Fashion: Polyester, nylon, cotton and acrylic are the least sustainable fabrics in fashion involving plastics, pesticides, and chemical treatments. Often the cheapest clothes are transported thousands of miles from the Far East. Organic and sustainable fabrics are available, but they are not mass-produced enough to compete on price.
Agriculture: Its well-known agriculture produces methane from animals and rice, carbon dioxide from farming and transportation, and nitrous oxide from fertiliser. There are equally good-tasting organic and vegan alternatives, but at a premium price; for example, a leading supermarket currently sells 1kg of rolled oats for 90pence or 750g of organic oats for £2.50. In 2023 a Singapore restaurant became the first to serve ‘cultivated’ chicken at a vastly discounted price. Using cultivated animal cells and a bioreactor, the end product is 3-D printed to create the right shape and texture. Production costs are not known, but the world’s first lab-grown burger cost £263,400 in 2013.

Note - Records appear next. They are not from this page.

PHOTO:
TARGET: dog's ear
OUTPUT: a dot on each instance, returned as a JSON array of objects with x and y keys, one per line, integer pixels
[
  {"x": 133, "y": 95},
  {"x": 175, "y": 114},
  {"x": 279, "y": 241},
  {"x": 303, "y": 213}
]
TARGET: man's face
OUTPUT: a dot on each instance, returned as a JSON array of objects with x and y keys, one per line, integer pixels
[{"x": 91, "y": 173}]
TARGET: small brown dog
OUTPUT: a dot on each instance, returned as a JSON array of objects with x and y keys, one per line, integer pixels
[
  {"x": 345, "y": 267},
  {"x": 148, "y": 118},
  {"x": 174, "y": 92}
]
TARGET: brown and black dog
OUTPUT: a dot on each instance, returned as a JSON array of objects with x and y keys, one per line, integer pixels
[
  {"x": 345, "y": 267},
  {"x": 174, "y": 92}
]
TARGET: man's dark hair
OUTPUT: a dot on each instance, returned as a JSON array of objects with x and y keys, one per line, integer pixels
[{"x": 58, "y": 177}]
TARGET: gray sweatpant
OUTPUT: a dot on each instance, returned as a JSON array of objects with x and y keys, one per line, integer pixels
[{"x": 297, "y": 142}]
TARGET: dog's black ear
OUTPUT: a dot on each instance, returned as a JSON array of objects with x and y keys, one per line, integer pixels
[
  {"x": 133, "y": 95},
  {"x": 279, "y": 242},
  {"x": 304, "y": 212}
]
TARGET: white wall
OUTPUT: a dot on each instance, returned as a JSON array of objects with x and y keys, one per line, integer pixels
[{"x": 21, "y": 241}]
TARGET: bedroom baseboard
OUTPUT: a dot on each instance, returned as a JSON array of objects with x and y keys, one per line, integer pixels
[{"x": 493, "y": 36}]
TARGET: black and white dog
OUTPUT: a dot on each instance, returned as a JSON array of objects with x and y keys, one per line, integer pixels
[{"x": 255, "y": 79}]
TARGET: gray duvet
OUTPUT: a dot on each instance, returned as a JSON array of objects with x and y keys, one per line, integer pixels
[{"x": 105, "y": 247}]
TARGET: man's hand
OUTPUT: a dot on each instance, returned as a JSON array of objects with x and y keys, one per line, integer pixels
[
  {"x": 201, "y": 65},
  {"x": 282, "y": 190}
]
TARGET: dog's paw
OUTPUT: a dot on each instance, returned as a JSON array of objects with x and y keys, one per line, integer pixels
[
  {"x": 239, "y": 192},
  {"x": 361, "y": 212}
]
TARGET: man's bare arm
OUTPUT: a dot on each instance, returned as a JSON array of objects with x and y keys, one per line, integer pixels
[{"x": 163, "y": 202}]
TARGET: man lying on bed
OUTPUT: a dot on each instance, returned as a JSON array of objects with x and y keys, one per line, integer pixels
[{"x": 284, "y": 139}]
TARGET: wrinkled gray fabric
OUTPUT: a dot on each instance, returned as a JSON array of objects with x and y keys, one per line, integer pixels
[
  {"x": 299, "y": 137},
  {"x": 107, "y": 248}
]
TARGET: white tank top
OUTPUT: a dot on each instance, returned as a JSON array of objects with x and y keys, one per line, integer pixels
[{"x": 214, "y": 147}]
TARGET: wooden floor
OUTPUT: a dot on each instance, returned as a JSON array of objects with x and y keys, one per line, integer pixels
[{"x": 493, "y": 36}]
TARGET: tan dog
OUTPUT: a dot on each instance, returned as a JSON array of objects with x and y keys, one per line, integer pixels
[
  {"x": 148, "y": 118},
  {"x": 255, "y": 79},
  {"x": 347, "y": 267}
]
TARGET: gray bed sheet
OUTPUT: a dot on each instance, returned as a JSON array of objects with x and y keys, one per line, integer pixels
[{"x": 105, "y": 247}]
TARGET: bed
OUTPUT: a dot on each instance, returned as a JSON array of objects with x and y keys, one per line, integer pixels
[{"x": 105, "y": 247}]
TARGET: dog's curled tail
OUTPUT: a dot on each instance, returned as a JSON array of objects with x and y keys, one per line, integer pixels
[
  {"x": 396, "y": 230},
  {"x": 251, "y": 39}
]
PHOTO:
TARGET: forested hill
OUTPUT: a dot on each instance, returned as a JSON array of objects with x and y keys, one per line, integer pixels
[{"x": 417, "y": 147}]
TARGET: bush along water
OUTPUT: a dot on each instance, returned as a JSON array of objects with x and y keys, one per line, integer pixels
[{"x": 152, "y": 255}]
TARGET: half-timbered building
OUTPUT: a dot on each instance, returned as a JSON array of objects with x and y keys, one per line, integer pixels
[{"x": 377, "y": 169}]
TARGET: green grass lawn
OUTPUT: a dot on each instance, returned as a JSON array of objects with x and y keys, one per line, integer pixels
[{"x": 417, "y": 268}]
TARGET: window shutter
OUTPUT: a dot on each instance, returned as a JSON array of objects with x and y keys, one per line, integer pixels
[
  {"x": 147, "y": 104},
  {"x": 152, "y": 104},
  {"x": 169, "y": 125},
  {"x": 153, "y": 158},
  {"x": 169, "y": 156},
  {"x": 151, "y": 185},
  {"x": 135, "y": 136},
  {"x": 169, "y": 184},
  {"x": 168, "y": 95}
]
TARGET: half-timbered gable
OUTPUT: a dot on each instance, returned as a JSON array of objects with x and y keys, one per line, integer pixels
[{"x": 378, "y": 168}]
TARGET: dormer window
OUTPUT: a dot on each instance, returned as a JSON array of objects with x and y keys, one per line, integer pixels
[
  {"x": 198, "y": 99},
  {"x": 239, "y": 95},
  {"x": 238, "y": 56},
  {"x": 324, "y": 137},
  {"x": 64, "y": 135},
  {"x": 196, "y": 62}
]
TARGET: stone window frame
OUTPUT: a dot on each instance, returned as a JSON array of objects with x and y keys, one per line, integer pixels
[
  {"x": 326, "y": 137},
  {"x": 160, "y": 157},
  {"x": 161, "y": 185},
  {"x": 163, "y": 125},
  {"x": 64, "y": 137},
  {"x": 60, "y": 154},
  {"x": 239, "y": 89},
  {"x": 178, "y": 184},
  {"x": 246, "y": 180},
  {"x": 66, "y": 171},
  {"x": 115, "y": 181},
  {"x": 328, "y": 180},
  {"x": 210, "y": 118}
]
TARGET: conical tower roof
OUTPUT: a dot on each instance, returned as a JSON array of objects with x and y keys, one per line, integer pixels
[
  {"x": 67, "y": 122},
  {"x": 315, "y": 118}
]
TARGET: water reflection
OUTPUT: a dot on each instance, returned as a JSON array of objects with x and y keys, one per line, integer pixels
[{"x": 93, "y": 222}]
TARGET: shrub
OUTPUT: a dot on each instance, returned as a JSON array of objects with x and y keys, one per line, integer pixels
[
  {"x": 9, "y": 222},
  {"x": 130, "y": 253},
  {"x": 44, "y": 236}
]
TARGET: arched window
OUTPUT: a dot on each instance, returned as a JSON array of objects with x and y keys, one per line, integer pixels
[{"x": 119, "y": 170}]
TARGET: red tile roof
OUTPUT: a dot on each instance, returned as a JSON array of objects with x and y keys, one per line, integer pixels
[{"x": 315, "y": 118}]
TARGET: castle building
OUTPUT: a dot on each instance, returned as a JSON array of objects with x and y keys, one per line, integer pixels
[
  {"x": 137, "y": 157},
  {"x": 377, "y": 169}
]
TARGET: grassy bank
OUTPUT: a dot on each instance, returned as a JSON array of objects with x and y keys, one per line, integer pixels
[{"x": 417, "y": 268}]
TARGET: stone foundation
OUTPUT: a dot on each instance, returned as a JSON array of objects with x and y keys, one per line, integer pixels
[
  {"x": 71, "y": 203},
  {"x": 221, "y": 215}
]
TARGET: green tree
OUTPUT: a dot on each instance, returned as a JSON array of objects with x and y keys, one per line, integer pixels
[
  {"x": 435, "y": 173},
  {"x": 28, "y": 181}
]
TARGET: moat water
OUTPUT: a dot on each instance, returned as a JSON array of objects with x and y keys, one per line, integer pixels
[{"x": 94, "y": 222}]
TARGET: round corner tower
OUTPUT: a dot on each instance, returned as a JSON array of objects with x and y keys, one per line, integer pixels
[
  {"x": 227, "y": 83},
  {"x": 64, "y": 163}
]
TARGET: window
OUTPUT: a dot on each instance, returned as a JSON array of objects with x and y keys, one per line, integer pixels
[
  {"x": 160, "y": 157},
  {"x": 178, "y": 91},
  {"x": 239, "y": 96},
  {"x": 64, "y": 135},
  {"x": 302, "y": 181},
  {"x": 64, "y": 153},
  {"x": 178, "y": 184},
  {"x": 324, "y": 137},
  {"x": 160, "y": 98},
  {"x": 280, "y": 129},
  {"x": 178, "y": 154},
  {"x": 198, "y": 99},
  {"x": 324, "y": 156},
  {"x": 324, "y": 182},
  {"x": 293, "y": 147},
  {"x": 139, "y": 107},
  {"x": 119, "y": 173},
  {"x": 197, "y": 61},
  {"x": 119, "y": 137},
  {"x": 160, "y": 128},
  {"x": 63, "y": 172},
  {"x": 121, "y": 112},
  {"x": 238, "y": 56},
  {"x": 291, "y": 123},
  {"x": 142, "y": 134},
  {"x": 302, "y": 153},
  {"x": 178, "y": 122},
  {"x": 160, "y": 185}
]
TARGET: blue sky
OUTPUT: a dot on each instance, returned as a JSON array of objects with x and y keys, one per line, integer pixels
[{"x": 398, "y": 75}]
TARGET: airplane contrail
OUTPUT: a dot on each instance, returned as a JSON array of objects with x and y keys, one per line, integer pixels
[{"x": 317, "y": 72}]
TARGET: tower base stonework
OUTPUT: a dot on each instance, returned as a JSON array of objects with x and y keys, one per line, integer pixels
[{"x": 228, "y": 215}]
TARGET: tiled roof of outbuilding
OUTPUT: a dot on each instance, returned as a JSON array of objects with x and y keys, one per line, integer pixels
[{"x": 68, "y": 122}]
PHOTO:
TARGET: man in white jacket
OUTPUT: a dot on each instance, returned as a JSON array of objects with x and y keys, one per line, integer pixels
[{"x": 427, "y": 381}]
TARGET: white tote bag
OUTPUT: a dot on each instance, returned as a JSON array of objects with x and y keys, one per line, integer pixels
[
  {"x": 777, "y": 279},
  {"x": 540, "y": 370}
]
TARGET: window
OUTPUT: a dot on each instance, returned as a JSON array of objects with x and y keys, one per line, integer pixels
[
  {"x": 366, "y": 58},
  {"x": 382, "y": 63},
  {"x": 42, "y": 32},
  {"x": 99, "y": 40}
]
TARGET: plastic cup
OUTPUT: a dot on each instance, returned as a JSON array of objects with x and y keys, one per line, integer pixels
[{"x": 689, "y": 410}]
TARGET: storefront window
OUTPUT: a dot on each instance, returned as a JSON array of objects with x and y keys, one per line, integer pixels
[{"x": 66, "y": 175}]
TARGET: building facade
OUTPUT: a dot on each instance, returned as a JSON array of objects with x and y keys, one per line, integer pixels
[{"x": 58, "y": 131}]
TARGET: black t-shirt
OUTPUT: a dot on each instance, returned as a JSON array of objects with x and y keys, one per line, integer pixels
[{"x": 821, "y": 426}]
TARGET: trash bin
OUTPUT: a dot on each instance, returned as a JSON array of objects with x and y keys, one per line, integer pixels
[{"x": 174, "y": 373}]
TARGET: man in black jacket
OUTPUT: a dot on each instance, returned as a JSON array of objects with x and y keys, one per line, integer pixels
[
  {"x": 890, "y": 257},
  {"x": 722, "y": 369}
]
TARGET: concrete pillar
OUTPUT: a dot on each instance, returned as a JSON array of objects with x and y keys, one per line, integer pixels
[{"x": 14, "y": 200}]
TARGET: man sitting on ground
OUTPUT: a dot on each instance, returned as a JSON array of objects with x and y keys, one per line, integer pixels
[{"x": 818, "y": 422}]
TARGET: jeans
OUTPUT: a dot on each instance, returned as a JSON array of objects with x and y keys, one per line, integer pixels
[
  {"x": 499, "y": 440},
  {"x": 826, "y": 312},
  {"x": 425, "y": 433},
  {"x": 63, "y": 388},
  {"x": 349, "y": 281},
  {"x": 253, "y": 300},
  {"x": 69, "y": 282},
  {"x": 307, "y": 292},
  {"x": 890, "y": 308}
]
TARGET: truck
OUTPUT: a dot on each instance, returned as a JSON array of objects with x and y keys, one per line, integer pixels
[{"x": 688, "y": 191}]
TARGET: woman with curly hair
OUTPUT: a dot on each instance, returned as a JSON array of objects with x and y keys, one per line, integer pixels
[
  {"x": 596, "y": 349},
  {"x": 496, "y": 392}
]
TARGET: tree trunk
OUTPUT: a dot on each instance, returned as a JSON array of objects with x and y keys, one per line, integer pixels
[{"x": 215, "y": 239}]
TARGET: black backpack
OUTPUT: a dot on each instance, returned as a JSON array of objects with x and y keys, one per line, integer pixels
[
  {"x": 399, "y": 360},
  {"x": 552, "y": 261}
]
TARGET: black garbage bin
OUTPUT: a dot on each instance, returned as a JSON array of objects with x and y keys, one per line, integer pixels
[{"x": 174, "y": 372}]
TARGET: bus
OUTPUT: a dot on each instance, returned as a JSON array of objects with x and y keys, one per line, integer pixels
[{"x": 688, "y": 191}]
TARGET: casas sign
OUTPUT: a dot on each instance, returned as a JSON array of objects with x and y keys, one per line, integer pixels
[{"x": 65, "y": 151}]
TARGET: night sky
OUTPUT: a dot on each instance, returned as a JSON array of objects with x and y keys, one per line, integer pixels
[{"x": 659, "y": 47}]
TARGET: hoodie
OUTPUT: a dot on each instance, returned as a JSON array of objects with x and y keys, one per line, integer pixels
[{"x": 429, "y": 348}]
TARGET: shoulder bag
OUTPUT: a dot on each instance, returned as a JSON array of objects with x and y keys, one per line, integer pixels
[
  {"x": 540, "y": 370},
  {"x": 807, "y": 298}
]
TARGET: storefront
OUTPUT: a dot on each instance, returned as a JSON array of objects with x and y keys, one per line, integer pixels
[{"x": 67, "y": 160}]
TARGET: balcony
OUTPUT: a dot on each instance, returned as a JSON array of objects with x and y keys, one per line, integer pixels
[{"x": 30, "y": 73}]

Manufacturing & Construction: When it comes to manufacturing electronics and consumer goods, there are few viable alternatives to precious metals and plastics outside of recycling discarded/end-of-life products. The construction industry faces a similar challenge because building regulations have evolved around carbon-intensive materials. There is a limited range of alternatives to concrete, steel and clay, which risks houses being classed as nonstandard construction for mortgage purposes, placing eco-homes in the same pariah status as Reema clad.
Green Reality Cheque
The commercial and consumer appetite to go green has always existed, but the urgency has not. The most polluting industries and their flagship businesses have left it until the eleventh hour. What the world once dismissed as nutjobs or eccentrics, it now embraces as Green Industrialists running disruptor companies showing the old guard what should have been achieved decades ago.
Whichever way you look at it, legislators, economies, industries, businesses and consumers face the same fundamental issue. That is, until the alternatives can match their carbon-intensive counterparts on quality and price through mass production, going green will remain an ethical luxury. Imagine buying that £2.50 bag of organic oats only to run out of meter money and not be able to make breakfast? What about foreclosing your home to live in that electric campervan? Or splash out on heat pumps, solar panels, and a carbon-neutral fleet to the point where wages and suppliers don’t get paid? If you go bust because of green debt, you won’t have the choice of ethical luxuries. Whether you are looking to go green as a business, an investor, or a human being, moderation is the key until such a time one’s financial position can reasonably match one’s environmental aspirations.